It was a process of re-gaining my physical health as I would still restrict and then reactive eat. I tried Whole 30, and a metabolism diet because I thought I was binging on sugar and thought I might be developing bulimia or a sugar-addiction. I tried the intuitive eating idea after reading the book by Evelyn Tribole and Elyse Resch. I made up a food plan that consisted of the exact same foods everyday, with the bulk of my food being a Subway sandwich and cookie. The people at Subway know me and my order. All of these things were me attempting to find a safe way to be healthy, to make my brain less anxious, to feel in control around food. But I was still eating only my foods, and only after 7PM when my kids had gone to bed. And I still wanted to avoid places and things with food.

Then, I rediscovered the blog by Tabitha Farrar in May and have been on a completely new path since then. In the past year, I've been able to express that sometimes my brain feels like I've gotten on the wrong path, I've gotten more anxious and narrow-focused. It's hard not to be obsessed with food and the anxiety surrounding that. When I read Tabitha's blog and book, Rehabilitate, Re-wire, Recover, she confirmed this feeling. Anorexia nervosa is a brain-based mental illness. My brain has been wired to fear food. And when my brain is around food, it shifts into the Parasympapthetic Nervous System, which is fight or flight.
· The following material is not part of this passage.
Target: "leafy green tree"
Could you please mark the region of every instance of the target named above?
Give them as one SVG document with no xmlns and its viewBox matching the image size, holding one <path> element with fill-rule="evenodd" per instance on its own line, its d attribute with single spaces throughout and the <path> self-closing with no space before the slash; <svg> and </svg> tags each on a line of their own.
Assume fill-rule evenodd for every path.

My brain was usually screaming at me to get away from food, to get it out of my house, to get it away from my husband and kids. Farrar explains that this was probably originally a mechanism that some people had during the days of migration. A person whose brain was wired with anorexia would go into migrate mode when put into nutritional depletion. So, I would have been the person that told the others to put the food down and move to a new area where the food was plentiful when we were running out of food or the herd was moving. All of this really resonated with me: the extreme fear around food and wanting to move away from it and get it out. I recognized all of these behaviors in myself.
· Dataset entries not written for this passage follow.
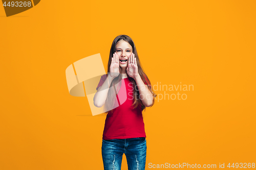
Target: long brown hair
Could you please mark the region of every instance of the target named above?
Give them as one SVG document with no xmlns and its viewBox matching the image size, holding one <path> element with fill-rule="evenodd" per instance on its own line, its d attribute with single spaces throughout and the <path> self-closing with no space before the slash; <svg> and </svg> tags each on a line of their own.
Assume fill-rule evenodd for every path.
<svg viewBox="0 0 256 170">
<path fill-rule="evenodd" d="M 148 89 L 150 89 L 150 91 L 154 96 L 153 104 L 151 106 L 152 106 L 155 103 L 154 98 L 156 96 L 156 94 L 153 91 L 150 79 L 145 74 L 145 72 L 144 71 L 144 70 L 141 66 L 135 44 L 134 44 L 134 42 L 133 42 L 132 38 L 131 38 L 131 37 L 130 37 L 129 36 L 126 35 L 119 35 L 116 37 L 113 41 L 112 45 L 111 45 L 111 48 L 110 48 L 110 57 L 109 59 L 109 63 L 108 64 L 108 74 L 109 74 L 109 73 L 110 72 L 110 67 L 111 64 L 111 60 L 113 56 L 113 54 L 116 52 L 116 45 L 117 43 L 120 40 L 123 40 L 128 42 L 132 47 L 133 53 L 134 54 L 135 57 L 136 58 L 137 64 L 138 66 L 138 72 L 140 75 L 143 82 L 147 84 Z M 111 90 L 109 90 L 108 93 L 108 97 L 105 103 L 105 107 L 106 107 L 106 110 L 109 110 L 106 112 L 106 113 L 112 113 L 113 112 L 113 109 L 112 109 L 111 108 L 113 108 L 113 106 L 114 104 L 114 101 L 115 101 L 116 95 L 116 94 L 117 94 L 117 92 L 119 90 L 120 87 L 121 86 L 121 82 L 122 80 L 122 74 L 121 73 L 122 72 L 120 67 L 119 67 L 119 72 L 120 74 L 119 75 L 119 76 L 114 79 L 114 80 L 112 81 L 112 82 L 111 83 L 111 84 L 110 85 L 111 87 L 110 88 L 110 89 Z M 108 76 L 109 75 L 108 74 Z M 132 106 L 134 106 L 134 108 L 136 108 L 140 106 L 141 107 L 141 110 L 143 111 L 143 110 L 145 109 L 145 106 L 144 106 L 141 100 L 139 98 L 139 93 L 138 88 L 136 86 L 136 83 L 132 78 L 129 77 L 127 73 L 126 75 L 129 80 L 133 83 L 134 87 L 133 99 L 134 99 L 135 100 Z"/>
</svg>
But I had been going about recovery completely wrong. I thought that to feel safe around food, I had to completely control it. I asked my husband not to buy foods that I thought I would eat without control. I used to call these binges but have since learned that if I have a restrictive eating disorder, these are not binges. They are reactive eating experiences in response to restricting. So, I would try and eat only foods that I deemed safe. And these safe foods and safe experiences have changed so many times over the 20 years that anorexia has been activated in my brain. My brain always found a new way to change and adapt, so that I would continue restricting and be ready to migrate. But during the days of migration, the restriction served a short-term purpose to get the group to migrate to abundant food. And then people ate, and there wasn't nutritional inadequacy anymore. But for me, I kept going back to the restrictive and depleted nutritional state.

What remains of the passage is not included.